5. The bleepin' coach: I love this anecdote from former Jets and Denver Broncos wide receiver Eric Decker, who spent three seasons with Gase in Denver. Recalling what Gase was like in offensive meetings, Decker said the former offensive coordinator had a tendency to spew expletives.
"He's going to kill me for this," Decker said in a phone interview, "but one time I counted how many swear words he said in one meeting and it was like off the charts, like 60 or something."
Around the Jets, who haven't been to a Super Bowl in a half-century, the word "curse" has a different meaning.

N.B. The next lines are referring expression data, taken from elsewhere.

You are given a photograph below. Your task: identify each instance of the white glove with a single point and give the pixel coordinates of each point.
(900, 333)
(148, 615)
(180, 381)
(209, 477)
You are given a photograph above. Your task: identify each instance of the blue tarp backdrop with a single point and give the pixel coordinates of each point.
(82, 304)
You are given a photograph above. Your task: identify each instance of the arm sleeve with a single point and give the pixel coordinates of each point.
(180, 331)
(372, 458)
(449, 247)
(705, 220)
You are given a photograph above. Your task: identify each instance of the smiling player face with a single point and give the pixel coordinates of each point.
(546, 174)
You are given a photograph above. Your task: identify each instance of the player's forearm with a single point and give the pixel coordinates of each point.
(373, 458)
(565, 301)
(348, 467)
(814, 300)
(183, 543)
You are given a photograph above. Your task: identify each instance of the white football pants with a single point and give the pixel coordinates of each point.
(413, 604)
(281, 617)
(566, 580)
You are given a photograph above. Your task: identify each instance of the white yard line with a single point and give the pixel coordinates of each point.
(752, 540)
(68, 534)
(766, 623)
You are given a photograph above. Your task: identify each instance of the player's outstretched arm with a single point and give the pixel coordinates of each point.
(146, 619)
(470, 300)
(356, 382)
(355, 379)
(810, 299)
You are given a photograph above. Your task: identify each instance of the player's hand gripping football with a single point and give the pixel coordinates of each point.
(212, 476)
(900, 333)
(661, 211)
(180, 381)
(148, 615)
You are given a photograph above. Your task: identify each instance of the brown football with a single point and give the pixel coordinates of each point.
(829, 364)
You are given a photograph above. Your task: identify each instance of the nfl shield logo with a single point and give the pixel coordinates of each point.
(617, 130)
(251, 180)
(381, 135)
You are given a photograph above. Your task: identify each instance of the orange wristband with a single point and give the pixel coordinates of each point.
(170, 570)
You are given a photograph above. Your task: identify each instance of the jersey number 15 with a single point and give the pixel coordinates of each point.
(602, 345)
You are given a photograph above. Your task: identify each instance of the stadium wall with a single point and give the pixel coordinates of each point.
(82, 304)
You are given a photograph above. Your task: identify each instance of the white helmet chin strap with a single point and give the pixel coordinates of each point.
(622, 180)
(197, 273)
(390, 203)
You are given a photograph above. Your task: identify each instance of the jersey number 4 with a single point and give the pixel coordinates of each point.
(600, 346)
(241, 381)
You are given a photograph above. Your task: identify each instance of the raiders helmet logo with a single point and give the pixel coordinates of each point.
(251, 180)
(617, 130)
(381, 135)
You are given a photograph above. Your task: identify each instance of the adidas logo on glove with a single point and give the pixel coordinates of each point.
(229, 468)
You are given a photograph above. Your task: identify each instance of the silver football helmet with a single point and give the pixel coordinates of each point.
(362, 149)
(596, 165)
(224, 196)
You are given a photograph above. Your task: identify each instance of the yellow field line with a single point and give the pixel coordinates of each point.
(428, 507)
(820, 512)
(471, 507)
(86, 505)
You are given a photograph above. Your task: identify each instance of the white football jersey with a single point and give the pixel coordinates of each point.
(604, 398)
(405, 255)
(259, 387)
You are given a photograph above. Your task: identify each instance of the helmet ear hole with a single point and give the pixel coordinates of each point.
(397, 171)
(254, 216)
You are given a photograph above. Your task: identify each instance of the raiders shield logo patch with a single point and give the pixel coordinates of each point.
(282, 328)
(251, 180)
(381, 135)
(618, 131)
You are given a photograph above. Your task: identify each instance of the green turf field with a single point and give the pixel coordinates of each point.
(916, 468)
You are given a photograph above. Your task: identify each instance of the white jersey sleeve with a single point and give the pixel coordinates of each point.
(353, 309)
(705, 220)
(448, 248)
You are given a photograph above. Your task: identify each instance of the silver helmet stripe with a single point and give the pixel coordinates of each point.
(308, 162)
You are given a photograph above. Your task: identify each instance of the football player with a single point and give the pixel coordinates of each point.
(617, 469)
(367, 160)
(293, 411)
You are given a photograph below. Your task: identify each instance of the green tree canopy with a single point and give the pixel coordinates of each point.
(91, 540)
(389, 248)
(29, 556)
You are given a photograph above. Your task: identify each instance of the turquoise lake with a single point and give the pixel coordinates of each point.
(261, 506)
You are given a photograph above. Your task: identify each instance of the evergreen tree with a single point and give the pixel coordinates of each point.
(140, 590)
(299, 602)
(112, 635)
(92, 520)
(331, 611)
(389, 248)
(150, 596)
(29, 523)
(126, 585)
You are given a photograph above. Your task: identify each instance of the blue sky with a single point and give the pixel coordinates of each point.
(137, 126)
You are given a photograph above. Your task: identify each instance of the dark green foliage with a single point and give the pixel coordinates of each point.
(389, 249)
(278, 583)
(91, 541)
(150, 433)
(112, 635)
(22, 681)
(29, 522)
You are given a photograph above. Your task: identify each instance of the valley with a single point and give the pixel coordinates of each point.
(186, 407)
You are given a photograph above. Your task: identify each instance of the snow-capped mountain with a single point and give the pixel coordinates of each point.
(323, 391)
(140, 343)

Decker respects Gase as a coach and says he believes he has a "great opportunity" in New York because of Sam Darnold, but he admitted his former coach's introductory news conference had him in stitches.
"I guess I had a good laugh about it," Decker said. "I was trying to call him, but, yeah, I had a little chuckle. Adam is intense. It came off that he looked a little wild, but he handles the press conference just fine, for the most part. But everything gets a headline nowadays."
And a meme.
6. Super auditions: Several pending free agents will be playing in Super Bowl LIII, some of whom might interest the Jets. The player to watch is Los Angeles Rams defensive end Dante Fowler Jr. Maccagnan has an affinity for Fowler and tried to deal for him at the trading deadline. Fowler, 24, has talent, but he hasn't come close to reaching his ceiling. Nevertheless, some team will overpay him as an elite pass-rusher -- and that team could be the Jets.
Other noteworthy free agents from the Rams: Defensive tackle Ndamukong Suh, guard Rodger Saffold, running back C.J. Anderson and safety LaMarcus Joyner. From the New England Patriots: defensive end Trey Flowers, left tackle Trent Brown, wide receiver Chris Hogan and cornerback Jason McCourty. Flowers and Brown will generate the most interest because they're only 25. The Jets flirted with Suh last offseason before rescinding their offer. Gase is familiar with Suh, having coached him two years in Miami, but they were only moderately productive seasons.
7. Dead tree: Coaching trees are a hot topic these days, especially with the success of Sean McVay and his impact on the current hiring cycle. That got me thinking: When was the last time a member of the Jets' coaching staff went directly to a head-coaching job? You have to go all the way back to 1989, when defensive coordinator Bud Carson was hired by the Browns. (Rex Ryan and Eric Mangini landed head-coaching jobs, but they were fired by the Jets.) A 30-year drought is insane, and it speaks to the organization's inability to find and develop coaches.
In fairness, it should be noted several former Jets assistants became head coaches, namely Mangini, Bowles, Mike Pettine, Anthony Lynn, Dan Quinn, Doug Marrone, Todd Haley, Ken Whisenhunt and Pete Carroll. But they hit other stops before ascending to the big chair except for Carroll, who was promoted by the Jets and promptly fired after one season.
8. Sanchez advises 'Brady': Did you happen to catch the Mark Sanchez spoof video tweeted out by Goat Farm Media? It's terrific. The premise is based on Tom Brady's win in the AFC Championship Game, his fourth road playoff victory -- tied with Sanchez for third among quarterbacks. In the video, "Brady" visits Sanchez, the "Road Playoff Win Guru," to find out his secret.
Some background: Sanchez hatched the idea and brought it to Scotty McKnight, a close friend and former Jets draft pick. McKnight works for Goat Farm Media, and they collaborated with Athletes First -- the agency that reps Sanchez -- to produce it in a couple of days. Brady is played by former Michigan and UCLA quarterback Wilton Speight and the other character is played by former San Diego State wide receiver Tim Vizzi, who works out with Sanchez.
One thing you have to admire about Sanchez is his self-deprecating sense of humor, highlighted by a reference to the Butt Fumble. It wouldn't surprise me if the former Jets quarterback gets into acting some day.